Women and Children


While coal miners struggled to make a living in dangerous mines underground, women and their families strenuously toiled above ground preparing meals, caring for young children, and maintaining the household.  Few employment opportunities existed for women in the isolated coal camps, and households often took in male boarders providing the family with additional income.  After the strike of 1913-1914, coal companies such as Colorado Fuel and Iron Company prohibited families from housing boarders, again limiting women’s power to provide additional income for the family.  

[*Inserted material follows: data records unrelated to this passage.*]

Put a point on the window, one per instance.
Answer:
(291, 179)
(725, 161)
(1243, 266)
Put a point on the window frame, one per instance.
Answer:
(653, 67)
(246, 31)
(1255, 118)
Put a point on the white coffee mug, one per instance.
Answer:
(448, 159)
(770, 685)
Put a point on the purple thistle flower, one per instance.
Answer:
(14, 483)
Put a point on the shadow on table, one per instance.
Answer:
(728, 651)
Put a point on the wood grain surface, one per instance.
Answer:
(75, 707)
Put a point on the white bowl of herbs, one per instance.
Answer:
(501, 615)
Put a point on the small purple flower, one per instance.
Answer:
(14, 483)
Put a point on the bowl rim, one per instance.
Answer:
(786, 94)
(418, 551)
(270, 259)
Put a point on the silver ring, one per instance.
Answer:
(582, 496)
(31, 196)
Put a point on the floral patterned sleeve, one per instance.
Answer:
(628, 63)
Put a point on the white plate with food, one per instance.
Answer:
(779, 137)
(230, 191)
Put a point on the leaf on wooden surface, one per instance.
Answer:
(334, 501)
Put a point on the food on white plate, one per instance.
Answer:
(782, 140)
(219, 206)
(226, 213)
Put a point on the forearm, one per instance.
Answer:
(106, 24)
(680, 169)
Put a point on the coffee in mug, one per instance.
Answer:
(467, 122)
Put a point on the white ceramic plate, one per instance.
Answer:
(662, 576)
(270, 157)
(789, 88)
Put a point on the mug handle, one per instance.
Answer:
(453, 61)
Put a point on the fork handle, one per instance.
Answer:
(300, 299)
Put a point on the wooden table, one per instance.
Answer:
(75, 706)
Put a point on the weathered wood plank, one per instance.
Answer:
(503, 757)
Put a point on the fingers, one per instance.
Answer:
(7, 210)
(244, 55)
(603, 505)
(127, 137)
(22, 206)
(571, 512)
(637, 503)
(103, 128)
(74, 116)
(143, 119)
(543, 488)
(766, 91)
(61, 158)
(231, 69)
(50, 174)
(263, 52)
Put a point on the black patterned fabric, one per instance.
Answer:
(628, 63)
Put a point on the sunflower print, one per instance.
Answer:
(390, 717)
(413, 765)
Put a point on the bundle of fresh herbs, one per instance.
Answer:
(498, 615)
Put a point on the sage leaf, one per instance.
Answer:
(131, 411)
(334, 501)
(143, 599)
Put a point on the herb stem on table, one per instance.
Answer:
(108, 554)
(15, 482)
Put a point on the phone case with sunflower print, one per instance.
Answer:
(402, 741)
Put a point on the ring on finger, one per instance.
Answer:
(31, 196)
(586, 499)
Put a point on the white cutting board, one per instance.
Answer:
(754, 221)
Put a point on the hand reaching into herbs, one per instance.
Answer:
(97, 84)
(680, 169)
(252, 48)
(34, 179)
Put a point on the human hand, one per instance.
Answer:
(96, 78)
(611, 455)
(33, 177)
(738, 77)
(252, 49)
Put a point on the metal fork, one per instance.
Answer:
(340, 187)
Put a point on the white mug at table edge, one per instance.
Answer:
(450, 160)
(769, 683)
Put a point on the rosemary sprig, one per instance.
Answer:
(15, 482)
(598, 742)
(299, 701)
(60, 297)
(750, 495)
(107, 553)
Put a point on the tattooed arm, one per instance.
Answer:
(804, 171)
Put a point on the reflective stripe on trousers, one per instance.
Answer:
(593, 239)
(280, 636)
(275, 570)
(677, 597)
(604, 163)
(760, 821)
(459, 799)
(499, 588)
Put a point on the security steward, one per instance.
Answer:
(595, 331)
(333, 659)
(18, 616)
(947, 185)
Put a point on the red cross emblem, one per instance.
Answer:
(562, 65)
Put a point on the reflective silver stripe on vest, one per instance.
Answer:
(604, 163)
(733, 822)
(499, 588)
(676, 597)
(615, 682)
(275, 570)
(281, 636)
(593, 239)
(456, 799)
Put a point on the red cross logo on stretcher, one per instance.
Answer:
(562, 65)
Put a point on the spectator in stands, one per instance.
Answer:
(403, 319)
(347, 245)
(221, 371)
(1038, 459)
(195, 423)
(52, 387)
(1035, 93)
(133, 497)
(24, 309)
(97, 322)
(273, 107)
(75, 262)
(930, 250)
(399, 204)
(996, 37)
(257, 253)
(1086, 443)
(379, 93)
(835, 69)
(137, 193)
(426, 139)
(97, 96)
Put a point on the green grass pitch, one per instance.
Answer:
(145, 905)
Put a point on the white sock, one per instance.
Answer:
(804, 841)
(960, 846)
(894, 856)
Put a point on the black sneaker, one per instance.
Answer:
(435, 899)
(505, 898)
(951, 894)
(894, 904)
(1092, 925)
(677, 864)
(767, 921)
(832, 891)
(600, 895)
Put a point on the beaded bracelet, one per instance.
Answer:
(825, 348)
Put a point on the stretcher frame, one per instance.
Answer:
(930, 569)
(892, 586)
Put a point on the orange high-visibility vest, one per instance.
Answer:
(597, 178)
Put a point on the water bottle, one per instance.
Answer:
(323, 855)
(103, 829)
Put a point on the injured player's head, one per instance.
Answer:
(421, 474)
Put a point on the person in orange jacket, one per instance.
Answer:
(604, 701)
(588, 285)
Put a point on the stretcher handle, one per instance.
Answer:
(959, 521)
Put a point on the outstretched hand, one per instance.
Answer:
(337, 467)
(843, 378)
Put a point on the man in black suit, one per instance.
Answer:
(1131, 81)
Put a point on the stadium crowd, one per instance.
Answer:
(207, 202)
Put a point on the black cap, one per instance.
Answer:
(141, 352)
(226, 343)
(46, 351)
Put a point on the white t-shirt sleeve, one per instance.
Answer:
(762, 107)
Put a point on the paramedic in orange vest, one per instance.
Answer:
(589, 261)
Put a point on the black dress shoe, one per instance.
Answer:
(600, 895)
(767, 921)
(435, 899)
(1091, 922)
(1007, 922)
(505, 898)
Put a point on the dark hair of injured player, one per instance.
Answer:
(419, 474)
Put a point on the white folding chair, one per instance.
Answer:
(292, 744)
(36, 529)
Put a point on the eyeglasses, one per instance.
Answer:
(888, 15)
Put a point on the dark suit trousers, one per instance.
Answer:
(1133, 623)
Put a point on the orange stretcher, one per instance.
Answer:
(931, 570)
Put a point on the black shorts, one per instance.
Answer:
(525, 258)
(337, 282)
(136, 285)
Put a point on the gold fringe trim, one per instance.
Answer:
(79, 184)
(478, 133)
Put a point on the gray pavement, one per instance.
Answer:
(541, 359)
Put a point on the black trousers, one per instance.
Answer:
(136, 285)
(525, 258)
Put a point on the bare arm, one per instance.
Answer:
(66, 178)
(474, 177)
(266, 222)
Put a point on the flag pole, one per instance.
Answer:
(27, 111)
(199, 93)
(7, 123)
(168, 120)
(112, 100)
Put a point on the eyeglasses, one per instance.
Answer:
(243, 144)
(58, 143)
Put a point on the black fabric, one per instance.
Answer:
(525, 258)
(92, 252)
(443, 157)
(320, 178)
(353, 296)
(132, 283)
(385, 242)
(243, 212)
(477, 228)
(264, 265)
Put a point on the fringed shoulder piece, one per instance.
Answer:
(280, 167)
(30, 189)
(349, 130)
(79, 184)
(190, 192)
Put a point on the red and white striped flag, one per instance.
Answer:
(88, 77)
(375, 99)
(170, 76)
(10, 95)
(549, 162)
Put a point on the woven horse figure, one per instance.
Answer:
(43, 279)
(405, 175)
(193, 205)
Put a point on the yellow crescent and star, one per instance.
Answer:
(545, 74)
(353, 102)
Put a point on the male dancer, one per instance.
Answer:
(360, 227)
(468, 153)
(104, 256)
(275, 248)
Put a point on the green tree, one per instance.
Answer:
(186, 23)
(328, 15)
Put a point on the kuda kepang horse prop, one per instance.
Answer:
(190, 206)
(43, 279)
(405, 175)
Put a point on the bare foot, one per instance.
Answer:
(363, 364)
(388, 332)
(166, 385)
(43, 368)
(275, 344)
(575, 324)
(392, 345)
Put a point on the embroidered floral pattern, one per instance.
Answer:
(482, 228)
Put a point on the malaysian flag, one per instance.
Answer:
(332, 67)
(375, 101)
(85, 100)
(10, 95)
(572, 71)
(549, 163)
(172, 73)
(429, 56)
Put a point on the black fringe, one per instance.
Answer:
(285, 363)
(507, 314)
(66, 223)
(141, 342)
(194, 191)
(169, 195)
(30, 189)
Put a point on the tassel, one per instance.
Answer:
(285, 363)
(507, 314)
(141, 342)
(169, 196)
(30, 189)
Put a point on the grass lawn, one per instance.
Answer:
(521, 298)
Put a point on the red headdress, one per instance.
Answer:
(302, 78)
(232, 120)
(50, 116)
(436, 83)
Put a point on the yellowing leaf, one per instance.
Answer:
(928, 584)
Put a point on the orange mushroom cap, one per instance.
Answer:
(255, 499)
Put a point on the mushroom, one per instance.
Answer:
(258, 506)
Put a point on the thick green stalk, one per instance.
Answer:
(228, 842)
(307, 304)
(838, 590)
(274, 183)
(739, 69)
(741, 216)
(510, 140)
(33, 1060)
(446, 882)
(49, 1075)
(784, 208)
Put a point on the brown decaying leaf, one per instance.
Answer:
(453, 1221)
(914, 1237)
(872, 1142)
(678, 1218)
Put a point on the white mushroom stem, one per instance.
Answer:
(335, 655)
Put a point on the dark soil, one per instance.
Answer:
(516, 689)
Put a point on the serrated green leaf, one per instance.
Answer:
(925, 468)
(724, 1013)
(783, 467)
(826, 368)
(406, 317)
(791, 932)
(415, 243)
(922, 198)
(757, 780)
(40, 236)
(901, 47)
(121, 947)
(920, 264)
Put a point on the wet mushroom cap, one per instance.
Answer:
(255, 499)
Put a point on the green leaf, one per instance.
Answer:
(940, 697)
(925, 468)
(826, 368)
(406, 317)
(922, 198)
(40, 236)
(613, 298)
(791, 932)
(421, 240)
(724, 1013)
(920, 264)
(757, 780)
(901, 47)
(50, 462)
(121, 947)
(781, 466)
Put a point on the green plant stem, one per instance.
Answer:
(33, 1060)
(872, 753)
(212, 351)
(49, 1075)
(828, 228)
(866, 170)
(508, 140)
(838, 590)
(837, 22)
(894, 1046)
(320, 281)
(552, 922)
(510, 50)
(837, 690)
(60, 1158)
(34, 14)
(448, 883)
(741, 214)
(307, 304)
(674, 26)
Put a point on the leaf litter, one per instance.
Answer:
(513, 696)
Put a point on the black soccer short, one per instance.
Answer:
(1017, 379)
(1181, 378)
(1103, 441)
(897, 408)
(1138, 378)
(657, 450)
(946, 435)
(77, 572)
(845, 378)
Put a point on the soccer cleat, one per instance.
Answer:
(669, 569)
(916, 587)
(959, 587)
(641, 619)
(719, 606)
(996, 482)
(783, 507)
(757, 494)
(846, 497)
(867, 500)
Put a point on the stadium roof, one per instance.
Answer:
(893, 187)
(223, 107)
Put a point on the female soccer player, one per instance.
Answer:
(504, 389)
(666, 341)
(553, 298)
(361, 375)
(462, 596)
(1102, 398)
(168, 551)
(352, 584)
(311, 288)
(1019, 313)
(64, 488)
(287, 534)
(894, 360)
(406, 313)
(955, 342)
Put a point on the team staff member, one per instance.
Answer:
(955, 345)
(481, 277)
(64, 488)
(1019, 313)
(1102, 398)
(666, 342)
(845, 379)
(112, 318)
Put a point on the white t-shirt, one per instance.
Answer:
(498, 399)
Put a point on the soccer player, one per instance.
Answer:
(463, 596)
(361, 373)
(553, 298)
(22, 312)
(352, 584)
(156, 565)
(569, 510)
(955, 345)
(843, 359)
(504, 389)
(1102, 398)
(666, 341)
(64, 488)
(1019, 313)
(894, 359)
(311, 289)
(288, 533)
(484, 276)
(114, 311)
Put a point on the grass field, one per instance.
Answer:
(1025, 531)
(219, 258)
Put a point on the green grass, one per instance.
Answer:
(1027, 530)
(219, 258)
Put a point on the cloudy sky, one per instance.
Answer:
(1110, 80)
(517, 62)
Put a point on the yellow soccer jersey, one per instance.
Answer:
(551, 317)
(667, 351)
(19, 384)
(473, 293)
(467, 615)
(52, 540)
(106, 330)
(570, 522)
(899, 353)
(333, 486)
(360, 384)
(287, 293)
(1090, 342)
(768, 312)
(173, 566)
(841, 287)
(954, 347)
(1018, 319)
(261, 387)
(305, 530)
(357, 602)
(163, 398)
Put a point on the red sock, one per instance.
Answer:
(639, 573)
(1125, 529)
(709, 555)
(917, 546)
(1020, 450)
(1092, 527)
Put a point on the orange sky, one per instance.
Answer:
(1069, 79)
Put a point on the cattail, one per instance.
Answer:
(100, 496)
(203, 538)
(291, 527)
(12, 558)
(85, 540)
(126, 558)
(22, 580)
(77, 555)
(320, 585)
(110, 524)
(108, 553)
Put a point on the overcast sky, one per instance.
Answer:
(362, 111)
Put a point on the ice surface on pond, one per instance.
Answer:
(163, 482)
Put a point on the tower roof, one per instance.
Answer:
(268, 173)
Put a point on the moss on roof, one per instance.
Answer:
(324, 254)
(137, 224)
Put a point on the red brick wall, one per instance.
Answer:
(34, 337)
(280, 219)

Both male and female children of coal miners bore responsibilities to the survival of the family.  Girls helped their mothers care for the children and conducted household tasks without amenities such as running water.  Boys as young as 12 years old worked in the mines and were often required to work between 10 and 16 hours a day.  Their wages were less than adult wages but often provided an important source of income for the family in the loss of a father who had been killed or disabled in the mines.

In 1916, two years after the Colorado Coalfield Strike of 1913-1914 and the Ludlow Massacre, the United States congress passed the Keating-Owens Act.  This legislation restricted the sale of goods, such as coal, produced by organizations employing children under the age of 16 in the mining industry.  Although later overturned, the Keating-Owens act of 1916 discouraged coal companies from employing minors and began the struggle in the United States to prohibit child labor.